Sparano began his NFL coaching career in 1999 as Browns offensive quality control coach. His first head-coaching opportunity came in 2008, when the Miami Dolphins hired him away from Dallas. Inheriting a 1-15 club, he engineered one of the more impressive year-over-year turnarounds in NFL history, guiding Miami to an 11-5 mark and AFC East division title, the franchise's most recent AFC East championship.
But that proved to be Sparano's high-water mark as a head coach. He was fired by the Dolphins in the middle of the 2011 campaign. He served as the Raiders' interim head coach three years later, after Dennis Allen's firing, and was hired by Minnesota in 2016 to oversee the Vikings' offensive line.
Sparano was a key part of the Vikings' breakthrough season a year ago. After overseeing the NFL's most injury-riddled O-line in his first year, Sparano coached a unit with three new starters not only to respectability but made a formidable unit in 2017, when it helped Minnesota finish 11th in total offense and 10th in scoring, after 28th and 23rd, respectively, the year prior.

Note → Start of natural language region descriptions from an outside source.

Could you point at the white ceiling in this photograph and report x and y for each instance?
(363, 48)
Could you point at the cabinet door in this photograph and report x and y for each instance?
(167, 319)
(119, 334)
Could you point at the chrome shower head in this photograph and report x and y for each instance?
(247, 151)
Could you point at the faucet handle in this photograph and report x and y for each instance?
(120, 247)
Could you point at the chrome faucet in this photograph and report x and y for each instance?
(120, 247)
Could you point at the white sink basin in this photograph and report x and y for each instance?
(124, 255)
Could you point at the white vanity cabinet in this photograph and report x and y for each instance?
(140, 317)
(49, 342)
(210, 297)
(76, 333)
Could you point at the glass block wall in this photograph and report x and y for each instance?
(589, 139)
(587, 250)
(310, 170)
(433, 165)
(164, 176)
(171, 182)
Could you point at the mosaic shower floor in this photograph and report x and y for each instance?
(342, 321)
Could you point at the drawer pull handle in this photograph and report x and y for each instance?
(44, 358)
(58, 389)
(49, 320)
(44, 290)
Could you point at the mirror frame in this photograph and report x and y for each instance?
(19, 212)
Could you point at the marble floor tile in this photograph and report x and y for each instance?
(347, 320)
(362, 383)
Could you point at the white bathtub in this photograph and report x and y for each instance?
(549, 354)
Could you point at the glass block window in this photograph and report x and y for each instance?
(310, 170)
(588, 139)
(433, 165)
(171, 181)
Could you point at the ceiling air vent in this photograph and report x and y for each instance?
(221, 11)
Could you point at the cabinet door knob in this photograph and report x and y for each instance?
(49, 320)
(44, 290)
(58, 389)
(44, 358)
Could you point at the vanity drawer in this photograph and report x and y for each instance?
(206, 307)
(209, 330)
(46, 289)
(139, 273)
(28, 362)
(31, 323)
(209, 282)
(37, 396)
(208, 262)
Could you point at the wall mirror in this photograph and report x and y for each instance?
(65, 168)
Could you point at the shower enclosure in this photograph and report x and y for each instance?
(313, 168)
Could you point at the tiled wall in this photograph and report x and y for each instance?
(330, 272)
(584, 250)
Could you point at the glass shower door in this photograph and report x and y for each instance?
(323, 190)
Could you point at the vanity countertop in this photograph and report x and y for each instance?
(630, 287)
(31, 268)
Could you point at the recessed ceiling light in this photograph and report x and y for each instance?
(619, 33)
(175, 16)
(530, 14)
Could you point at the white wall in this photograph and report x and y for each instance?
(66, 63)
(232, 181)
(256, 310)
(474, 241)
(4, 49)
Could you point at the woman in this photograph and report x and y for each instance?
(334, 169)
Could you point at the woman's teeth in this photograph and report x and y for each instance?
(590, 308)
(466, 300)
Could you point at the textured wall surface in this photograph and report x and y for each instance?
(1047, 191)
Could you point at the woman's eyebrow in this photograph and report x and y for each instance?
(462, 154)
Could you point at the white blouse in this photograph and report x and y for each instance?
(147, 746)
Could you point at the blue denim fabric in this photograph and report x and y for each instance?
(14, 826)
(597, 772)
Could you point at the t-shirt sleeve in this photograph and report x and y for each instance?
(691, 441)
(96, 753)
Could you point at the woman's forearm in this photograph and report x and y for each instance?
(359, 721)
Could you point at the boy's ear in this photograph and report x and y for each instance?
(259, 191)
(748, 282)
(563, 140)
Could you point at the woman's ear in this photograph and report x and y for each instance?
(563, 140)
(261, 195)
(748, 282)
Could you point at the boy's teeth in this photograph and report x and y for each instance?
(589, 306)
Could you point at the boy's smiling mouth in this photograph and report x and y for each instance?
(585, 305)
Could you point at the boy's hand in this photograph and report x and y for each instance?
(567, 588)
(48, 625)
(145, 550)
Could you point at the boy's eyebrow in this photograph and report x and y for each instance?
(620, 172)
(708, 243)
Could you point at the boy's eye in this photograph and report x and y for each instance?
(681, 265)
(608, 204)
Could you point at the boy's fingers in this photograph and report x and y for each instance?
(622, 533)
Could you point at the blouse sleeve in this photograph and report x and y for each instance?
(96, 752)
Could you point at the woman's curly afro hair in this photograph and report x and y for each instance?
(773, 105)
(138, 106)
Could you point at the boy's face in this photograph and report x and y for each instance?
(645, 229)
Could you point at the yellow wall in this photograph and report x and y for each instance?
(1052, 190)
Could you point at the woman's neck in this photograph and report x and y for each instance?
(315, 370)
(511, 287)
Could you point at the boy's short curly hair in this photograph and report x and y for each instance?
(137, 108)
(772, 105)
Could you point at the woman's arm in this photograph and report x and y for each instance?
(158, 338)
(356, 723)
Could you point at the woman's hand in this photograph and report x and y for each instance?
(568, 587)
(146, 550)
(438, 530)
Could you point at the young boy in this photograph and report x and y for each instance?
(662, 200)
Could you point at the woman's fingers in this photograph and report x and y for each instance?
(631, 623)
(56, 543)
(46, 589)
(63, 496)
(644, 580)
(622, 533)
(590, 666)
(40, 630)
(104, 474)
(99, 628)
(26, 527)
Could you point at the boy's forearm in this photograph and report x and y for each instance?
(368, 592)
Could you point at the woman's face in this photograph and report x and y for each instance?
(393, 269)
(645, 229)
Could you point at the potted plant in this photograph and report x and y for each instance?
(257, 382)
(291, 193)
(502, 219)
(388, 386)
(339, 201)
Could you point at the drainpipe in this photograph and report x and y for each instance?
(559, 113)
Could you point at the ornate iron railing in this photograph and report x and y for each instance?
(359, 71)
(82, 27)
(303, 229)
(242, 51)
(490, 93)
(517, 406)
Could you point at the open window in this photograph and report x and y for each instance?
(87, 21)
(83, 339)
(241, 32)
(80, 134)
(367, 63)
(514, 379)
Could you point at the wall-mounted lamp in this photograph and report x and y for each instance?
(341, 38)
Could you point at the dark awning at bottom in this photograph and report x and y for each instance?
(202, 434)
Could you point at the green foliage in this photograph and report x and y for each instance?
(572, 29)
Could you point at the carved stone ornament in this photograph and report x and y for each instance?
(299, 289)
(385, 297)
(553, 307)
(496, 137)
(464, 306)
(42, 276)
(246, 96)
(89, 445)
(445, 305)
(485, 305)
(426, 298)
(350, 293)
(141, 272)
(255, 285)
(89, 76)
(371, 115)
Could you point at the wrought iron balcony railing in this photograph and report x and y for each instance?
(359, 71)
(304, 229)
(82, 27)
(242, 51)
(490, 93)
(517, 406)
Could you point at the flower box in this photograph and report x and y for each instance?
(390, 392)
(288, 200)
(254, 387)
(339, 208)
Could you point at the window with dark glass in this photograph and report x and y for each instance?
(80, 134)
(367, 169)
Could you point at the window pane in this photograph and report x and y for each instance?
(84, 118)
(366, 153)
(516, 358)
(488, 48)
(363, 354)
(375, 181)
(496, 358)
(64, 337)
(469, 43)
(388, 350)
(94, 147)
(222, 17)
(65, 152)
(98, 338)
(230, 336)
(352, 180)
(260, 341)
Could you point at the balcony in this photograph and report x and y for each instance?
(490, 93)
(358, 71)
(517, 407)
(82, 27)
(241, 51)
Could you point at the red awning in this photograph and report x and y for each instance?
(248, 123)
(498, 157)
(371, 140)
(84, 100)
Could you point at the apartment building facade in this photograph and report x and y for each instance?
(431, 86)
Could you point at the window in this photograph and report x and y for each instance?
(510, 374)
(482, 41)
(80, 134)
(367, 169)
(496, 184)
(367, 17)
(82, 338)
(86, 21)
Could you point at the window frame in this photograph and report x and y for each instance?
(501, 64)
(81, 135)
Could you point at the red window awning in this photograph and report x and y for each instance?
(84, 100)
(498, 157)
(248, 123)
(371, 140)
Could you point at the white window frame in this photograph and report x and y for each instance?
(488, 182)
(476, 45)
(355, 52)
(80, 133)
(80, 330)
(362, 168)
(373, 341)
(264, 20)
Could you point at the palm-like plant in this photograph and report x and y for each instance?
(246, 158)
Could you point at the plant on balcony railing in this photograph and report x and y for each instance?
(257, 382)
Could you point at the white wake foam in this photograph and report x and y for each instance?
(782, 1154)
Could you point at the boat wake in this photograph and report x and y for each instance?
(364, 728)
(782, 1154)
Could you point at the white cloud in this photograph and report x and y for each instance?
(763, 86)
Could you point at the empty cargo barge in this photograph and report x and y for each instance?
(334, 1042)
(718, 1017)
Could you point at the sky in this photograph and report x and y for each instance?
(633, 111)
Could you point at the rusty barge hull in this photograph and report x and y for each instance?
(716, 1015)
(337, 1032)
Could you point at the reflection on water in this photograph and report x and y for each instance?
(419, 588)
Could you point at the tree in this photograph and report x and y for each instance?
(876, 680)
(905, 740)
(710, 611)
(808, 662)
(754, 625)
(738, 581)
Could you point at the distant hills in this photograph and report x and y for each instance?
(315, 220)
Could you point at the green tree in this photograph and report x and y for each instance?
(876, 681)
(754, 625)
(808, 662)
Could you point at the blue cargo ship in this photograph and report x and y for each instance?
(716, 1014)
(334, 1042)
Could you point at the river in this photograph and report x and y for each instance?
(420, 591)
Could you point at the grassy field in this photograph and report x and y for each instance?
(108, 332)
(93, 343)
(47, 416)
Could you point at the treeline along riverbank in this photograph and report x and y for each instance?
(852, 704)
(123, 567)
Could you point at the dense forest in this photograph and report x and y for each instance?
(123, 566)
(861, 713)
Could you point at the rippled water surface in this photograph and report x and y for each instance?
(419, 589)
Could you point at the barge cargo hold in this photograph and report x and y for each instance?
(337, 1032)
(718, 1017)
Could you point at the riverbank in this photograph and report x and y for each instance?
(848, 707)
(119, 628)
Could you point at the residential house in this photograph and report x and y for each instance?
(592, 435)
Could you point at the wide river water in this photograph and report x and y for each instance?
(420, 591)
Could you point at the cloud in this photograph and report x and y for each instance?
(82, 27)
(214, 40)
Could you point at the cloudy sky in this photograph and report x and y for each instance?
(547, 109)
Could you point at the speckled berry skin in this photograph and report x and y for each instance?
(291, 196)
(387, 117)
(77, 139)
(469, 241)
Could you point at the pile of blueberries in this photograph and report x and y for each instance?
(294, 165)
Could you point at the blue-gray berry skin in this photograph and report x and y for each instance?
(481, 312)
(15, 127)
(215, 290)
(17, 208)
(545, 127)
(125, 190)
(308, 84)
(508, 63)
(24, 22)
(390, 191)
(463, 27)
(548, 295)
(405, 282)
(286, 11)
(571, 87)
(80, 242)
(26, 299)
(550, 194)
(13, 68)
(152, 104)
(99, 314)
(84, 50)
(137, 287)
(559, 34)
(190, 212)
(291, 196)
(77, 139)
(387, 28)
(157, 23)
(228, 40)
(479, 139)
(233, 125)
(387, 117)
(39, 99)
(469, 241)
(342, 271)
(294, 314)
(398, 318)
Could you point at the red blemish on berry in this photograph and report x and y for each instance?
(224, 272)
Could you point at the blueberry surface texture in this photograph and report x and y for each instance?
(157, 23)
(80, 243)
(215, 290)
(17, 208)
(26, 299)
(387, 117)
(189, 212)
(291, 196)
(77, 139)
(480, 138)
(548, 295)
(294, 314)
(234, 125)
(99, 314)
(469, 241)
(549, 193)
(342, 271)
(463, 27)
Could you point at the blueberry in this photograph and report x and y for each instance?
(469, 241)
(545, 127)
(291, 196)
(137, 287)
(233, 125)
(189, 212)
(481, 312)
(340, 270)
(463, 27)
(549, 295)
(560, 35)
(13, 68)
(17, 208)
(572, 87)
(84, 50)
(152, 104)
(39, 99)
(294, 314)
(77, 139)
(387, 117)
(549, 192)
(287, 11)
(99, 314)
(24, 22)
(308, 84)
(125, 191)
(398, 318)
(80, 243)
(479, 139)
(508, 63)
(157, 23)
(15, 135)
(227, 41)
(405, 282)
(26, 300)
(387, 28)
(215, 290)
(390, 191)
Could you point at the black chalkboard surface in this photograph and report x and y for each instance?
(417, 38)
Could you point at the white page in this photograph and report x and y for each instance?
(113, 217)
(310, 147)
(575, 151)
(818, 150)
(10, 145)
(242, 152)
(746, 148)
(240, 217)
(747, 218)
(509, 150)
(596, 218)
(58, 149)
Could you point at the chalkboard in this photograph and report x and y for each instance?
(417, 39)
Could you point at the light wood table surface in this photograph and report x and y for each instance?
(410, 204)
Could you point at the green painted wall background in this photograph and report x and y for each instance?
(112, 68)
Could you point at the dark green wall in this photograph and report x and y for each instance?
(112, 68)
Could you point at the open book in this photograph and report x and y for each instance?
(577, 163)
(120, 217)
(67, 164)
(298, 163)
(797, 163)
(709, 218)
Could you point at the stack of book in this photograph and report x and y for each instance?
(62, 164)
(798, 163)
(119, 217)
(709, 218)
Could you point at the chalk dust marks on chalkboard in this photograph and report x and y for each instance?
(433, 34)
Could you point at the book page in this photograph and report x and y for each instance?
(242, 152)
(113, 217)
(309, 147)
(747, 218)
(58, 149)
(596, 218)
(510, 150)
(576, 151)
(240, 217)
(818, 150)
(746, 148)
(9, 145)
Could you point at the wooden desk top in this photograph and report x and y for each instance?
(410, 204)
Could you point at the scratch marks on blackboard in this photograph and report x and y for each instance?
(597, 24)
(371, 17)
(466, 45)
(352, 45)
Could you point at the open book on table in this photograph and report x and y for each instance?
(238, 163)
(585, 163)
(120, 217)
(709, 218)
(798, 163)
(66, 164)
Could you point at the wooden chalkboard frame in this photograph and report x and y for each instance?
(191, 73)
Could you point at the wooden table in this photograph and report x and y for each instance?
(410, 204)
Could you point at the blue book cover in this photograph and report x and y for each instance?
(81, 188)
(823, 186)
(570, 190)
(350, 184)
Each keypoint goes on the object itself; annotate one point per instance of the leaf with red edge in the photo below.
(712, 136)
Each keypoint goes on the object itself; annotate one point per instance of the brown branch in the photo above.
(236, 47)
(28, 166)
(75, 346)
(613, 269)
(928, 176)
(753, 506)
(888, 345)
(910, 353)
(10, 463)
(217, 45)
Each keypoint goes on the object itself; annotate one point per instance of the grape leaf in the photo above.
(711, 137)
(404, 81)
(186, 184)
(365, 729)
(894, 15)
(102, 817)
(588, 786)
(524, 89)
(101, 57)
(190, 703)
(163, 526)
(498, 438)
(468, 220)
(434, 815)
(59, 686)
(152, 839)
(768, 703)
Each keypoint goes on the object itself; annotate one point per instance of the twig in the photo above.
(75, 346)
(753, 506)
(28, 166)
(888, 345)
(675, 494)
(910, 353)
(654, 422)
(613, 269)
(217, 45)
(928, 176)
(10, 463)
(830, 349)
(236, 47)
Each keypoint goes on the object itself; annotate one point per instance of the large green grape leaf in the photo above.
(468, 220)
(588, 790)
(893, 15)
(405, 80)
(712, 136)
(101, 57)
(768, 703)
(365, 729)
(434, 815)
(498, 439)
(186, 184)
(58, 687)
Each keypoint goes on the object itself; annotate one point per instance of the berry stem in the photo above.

Sparano's football coaching career began in 1984, when he was hired by New Haven as offensive line coach, a job he held for four seasons. His first head-coaching opportunity also came at New Haven, in 1994.
Sparano served as an assistant or head coach for nine NFL clubs — Cleveland, Washington, Jacksonville, Dallas, Miami, New York Jets, Oakland, San Francisco and Minnesota.
Sparano is survived by his wife, Jeanette, two sons, Tony and Andrew, daughter, Ryan Leigh, and four grandchildren.